Logo Questions Linux Laravel Mysql Ubuntu Git Menu
 

How can I multiply all values in a csv using Powershell or Batch?

I have a load of personal ID numbers, which I need to download automatically. Rather than store thousands of unique personal IDs on my machine, I want to multiply all the IDs by a random integer, save the result, and delete the original file.

This will end up in Excel, but VBA is not an option because of org policy. I can't install anything - limited to what comes with Windows. As far as I understand, Excel's power query isn't able to delete a source file after reading it, but I could be wrong - if so that could be another direction to go in.

Sample of csv (the ids are not real)

136983,96771,216453,211521,589046,513320,195746,404556,190103,312261
,,,,,,,,,
,,,,,,,,,
,,,,,,,,,
413213,122904,135502,282999,460212,343970,433526,530707,,
,,,,,,,,,
,,,,,,,,,
216327,121969,165339,538695,440435,175431,396049,360505,160665,375980
,,,,,,,,,
251625,327979,155758,231189,385458,342295,365599,100644,312974,385772
,,,,,,,,,
398438,114618,216349,356734,504029,256328,466559,534053,144303,211043
306499,515840,90297,434565,,,,,,

Features

  • It could be any number of rows, probably between a couple of hundred and ten thousand.
  • Many of the rows are blank. Blank rows need to be preserved, because another column will need to be imported to go next to id (a blank row indicates no people correspond to this value from the imported column)
  • Many of the rows have less than 10 id numbers - less than the maximum, in other words.

Desired output

Let's say that the random integer was 2, this would produce:

273966,193542,432906,423042,1178092,1026640,391492,809112,380206,624522
,,,,,,,,,
,,,,,,,,,
,,,,,,,,,
826426,245808,271004,565998,920424,687940,867052,1061414,,
,,,,,,,,,
,,,,,,,,,
432654,243938,330678,1077390,880870,350862,792098,721010,321330,751960
,,,,,,,,,
503250,655958,311516,462378,770916,684590,731198,201288,625948,771544
,,,,,,,,,
796876,229236,432698,713468,1008058,512656,933118,1068106,288606,422086
612998,1031680,180594,869130,,,,,,

What I've tried

This answer looks promising, but it only deals with one column.
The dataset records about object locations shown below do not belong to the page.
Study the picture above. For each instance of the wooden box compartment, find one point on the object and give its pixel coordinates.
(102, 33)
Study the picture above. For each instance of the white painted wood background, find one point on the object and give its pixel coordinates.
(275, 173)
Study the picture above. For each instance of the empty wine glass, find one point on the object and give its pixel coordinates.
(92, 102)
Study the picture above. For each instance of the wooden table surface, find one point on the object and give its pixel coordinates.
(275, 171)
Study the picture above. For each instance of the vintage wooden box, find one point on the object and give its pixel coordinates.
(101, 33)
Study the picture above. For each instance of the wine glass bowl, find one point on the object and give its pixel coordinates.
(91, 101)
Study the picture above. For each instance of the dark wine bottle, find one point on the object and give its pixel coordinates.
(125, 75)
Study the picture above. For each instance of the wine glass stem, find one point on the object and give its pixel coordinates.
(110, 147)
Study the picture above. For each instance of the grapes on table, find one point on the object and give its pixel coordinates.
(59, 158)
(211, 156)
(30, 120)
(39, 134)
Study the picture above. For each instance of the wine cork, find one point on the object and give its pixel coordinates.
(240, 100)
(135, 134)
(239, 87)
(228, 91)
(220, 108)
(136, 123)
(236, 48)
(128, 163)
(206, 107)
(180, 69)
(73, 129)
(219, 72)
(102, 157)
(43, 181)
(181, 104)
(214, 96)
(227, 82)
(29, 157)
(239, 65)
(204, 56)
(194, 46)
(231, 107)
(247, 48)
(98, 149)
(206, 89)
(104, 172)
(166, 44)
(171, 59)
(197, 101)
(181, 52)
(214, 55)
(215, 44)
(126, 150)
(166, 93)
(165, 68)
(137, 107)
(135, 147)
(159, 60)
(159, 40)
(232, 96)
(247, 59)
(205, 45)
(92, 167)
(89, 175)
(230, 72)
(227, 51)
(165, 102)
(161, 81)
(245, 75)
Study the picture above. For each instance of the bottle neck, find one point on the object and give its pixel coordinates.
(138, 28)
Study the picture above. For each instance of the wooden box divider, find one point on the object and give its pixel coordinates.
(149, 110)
I couldn't figure how to adapt it so that it accepts any number of columns.

@echo off
setlocal enabledelayedexpansion
FOR /F "tokens=1-18* delims=," %%A IN (mycsv.csv) DO (
set sum1="%%~C"
set /a cole=!sum1! * 2
echo %%~A,%%~B,%%~C,%%~D,!cole!
) >> output.csv

I don't really understand this Powershell based answer.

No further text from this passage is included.